Totalitarianism was on the rise, the world economy was in shambles, and Hitler was Chancellor and offering hope for the German people. There was neither the will or the desire to stand up to Hitler. In the United States, appeasement was easy. We trust Hitler, retreat behind our oceans, and fix our own affairs. The isolationists wanted to keep us out of “Europe’s problem.” The lone voice in the storm was Winston Churchill. He recognized that appeasement would do nothing but buy time for Hitler, yet he was powerless to do anything alone—except speak. By 1940, when Chamberlain’s appeasement policy clearly failed, Churchill was the hope the British people needed. He became Prime Minister. The war which American tried to avoid, eventually left us no choice, and on 7 December 1941, American was drawn into World War II. Fighting the war on three fronts, we truly carried the world. Over $7.5 billion in aid was given as a part of the Lend-Lease Act—most of which we did not receive repayment for.

After World War II we stayed in Europe. We stayed because learned our lesson from World War I. We stayed because we feared totalitarianisms take-over of our European allies. We stayed but with it we brought our influence. We brought the same hope that lifted Europe and willed them to fight in World War I, this time hope seeped over the Wall and eventually brought an end to the empire we united against to fight. Critics of America belittle it by saying we are an empire. It is true. America is an empire of hope and ideas. The very values embedded in our Declaration of Independence are the very values that we have spread around the world. We spread them on the battlefield of World War I, through the liberation of Europe in World War II, and through jazz music to the Soviet Union. The immigration debate demonstrates the value of America—our country gives people hope. People risk their lives to get into the United States all for the hope of having a better life than their current one. Our empire of hope has spread throughout the world.

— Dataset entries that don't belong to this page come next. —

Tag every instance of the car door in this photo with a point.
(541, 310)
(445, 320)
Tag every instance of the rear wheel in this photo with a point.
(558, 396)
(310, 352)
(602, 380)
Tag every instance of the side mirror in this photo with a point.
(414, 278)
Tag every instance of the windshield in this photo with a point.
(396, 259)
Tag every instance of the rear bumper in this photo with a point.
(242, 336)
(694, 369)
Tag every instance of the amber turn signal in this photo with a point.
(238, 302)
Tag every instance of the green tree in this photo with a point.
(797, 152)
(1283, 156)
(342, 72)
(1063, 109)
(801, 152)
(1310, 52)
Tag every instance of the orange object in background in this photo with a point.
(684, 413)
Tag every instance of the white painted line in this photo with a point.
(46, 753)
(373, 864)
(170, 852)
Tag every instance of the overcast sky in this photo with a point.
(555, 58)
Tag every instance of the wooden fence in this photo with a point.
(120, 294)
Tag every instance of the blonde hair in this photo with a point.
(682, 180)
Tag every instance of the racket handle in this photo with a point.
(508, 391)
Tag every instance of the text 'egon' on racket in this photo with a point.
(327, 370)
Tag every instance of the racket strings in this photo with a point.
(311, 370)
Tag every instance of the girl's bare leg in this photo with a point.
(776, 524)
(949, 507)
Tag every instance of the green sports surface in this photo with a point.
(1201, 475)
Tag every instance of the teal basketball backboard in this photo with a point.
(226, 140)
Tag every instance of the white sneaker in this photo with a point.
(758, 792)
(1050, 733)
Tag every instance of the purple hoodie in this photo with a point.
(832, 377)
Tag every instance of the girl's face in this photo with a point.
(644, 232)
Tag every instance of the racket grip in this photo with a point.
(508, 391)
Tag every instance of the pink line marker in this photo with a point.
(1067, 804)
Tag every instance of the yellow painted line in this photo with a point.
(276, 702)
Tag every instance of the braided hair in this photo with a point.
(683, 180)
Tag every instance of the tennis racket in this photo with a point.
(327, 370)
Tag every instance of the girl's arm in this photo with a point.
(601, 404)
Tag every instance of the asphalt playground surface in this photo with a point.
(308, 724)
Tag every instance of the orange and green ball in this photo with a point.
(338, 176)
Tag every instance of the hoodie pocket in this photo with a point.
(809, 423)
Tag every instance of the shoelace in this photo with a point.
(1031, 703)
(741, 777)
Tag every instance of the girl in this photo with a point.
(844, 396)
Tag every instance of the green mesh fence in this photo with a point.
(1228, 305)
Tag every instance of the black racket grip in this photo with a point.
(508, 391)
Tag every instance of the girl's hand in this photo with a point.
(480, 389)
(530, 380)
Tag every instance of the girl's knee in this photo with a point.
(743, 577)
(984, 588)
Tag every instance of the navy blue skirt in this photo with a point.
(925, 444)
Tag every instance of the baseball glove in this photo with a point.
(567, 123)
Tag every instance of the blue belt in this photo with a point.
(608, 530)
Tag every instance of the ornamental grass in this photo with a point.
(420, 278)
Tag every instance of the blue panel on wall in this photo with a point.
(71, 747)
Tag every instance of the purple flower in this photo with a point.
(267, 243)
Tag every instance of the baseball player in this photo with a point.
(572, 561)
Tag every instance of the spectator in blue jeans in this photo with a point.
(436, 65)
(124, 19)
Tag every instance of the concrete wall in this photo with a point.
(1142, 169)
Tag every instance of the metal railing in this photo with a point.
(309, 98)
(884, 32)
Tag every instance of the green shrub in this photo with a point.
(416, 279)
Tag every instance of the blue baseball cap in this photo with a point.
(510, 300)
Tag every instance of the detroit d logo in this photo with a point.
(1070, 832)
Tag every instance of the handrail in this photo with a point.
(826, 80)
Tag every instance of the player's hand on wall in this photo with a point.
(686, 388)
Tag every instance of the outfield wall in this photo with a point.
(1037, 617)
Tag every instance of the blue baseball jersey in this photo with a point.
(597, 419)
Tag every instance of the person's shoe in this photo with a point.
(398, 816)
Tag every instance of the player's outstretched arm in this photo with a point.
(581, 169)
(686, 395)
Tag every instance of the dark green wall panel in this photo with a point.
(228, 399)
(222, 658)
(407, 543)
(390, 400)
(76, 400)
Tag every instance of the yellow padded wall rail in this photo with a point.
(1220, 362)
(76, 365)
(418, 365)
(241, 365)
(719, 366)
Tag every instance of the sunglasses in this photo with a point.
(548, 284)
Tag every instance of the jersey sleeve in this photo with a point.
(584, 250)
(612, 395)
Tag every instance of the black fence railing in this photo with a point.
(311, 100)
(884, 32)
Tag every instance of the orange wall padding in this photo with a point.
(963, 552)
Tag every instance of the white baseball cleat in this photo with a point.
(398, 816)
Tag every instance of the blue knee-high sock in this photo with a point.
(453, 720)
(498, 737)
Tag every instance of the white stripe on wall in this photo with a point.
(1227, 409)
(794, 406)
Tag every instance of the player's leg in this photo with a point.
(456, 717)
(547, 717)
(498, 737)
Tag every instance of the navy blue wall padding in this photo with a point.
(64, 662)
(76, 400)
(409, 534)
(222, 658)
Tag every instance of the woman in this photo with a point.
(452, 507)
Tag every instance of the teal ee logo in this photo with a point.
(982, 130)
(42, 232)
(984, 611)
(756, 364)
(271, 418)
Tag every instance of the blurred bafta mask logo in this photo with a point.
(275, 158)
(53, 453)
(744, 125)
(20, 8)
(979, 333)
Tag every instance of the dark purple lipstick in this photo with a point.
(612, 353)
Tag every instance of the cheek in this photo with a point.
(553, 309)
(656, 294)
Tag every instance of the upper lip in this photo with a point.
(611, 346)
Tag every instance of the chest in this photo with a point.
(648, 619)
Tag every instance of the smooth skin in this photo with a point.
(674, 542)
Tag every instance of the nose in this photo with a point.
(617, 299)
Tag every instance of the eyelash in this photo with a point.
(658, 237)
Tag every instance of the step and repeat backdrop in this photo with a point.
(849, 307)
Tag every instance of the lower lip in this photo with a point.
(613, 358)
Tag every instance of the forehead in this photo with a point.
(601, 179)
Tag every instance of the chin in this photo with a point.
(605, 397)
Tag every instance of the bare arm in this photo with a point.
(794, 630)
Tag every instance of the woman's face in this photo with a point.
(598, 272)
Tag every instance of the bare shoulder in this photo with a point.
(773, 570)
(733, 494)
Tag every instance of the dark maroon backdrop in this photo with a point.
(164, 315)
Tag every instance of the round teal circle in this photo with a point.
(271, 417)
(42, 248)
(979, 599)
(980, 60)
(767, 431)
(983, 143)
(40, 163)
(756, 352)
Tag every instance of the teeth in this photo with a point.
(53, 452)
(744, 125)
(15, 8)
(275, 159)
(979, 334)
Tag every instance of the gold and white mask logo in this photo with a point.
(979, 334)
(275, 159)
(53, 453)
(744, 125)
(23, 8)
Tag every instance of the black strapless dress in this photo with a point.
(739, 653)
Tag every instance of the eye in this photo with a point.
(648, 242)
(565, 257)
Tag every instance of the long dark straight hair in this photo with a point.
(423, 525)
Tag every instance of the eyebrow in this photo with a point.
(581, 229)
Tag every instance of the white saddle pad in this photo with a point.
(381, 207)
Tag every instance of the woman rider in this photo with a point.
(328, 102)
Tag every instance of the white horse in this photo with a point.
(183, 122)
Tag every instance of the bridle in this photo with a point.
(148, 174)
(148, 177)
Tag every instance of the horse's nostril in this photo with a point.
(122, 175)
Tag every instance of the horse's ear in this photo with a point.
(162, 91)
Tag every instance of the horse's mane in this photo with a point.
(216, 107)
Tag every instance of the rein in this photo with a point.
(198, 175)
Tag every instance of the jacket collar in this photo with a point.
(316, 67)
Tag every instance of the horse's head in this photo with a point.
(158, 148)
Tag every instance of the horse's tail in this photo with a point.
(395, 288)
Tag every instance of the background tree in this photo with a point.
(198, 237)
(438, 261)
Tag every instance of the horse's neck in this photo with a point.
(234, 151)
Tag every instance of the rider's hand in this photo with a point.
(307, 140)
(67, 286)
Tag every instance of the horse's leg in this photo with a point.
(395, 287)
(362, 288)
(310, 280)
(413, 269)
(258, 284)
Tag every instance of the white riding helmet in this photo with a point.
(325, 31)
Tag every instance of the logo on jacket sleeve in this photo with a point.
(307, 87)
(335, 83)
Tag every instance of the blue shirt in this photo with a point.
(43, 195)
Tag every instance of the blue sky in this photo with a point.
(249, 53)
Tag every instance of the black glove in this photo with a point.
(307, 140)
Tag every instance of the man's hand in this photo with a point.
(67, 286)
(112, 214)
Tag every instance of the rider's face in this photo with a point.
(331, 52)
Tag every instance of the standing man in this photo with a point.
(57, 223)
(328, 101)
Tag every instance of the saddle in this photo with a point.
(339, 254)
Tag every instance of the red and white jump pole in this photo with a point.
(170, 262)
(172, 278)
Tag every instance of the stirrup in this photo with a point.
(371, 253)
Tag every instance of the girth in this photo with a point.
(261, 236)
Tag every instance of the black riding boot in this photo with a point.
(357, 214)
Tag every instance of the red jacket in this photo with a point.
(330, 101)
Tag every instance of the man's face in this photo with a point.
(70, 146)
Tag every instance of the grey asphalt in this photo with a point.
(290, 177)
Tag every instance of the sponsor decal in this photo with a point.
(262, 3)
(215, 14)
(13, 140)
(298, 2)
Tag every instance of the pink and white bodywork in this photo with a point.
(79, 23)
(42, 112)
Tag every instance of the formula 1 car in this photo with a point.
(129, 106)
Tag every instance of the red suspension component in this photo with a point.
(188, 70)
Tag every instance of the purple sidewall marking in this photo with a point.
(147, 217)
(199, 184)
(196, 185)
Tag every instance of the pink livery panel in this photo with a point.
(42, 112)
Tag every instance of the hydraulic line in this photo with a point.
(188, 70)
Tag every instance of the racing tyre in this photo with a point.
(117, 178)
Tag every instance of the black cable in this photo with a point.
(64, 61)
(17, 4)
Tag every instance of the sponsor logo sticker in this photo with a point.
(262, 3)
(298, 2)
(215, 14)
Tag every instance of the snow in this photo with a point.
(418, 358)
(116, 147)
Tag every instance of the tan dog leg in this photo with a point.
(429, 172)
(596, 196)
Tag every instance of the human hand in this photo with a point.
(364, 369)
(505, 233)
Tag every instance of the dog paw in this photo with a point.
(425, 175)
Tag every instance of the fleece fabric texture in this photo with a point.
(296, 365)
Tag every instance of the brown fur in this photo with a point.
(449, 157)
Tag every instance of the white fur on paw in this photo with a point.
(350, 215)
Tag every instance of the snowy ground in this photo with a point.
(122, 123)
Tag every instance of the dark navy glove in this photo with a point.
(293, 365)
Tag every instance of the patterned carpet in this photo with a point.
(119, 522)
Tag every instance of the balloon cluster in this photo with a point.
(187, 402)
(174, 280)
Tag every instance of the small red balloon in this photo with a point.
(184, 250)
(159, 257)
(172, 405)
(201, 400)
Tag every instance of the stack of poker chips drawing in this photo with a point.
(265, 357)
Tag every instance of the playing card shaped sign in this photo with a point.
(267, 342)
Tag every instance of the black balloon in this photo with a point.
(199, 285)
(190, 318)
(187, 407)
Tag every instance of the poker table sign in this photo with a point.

And yet, again, freedom and hope are under attack. The forces of tyranny and totalitarianism want to see American destroyed. They want to watch us crumble and fall as the Twin Towers did on the clear, September morning. Yet, now is the time for American to stand, united against the forces of evil as we have so many times in the past. Now is not the time for division and seclusion, but is the time for unity and action. In the movie Spiderman, Uncle Ben tells Peter: “With great power comes great responsibility.” The United States is a great power. And we do hold a giant responsibility. We stand for the freedom-loving peoples of the world. Our Constitution was not drawn to weaken a monarch; our Constitution was drawn to empower--the people, who are the government. Our principles don’t allow us to kill to silence a political enemy; our principles allow our enemies to speak out. Our responsibility is to stand on our principles and ensure that others can do the same. By retreating now in the face of tyranny we retreat from all the good we’ve stood for, all the hope we’ve spread, and we extinguish the light that shines in the darkness and calls people to our borders.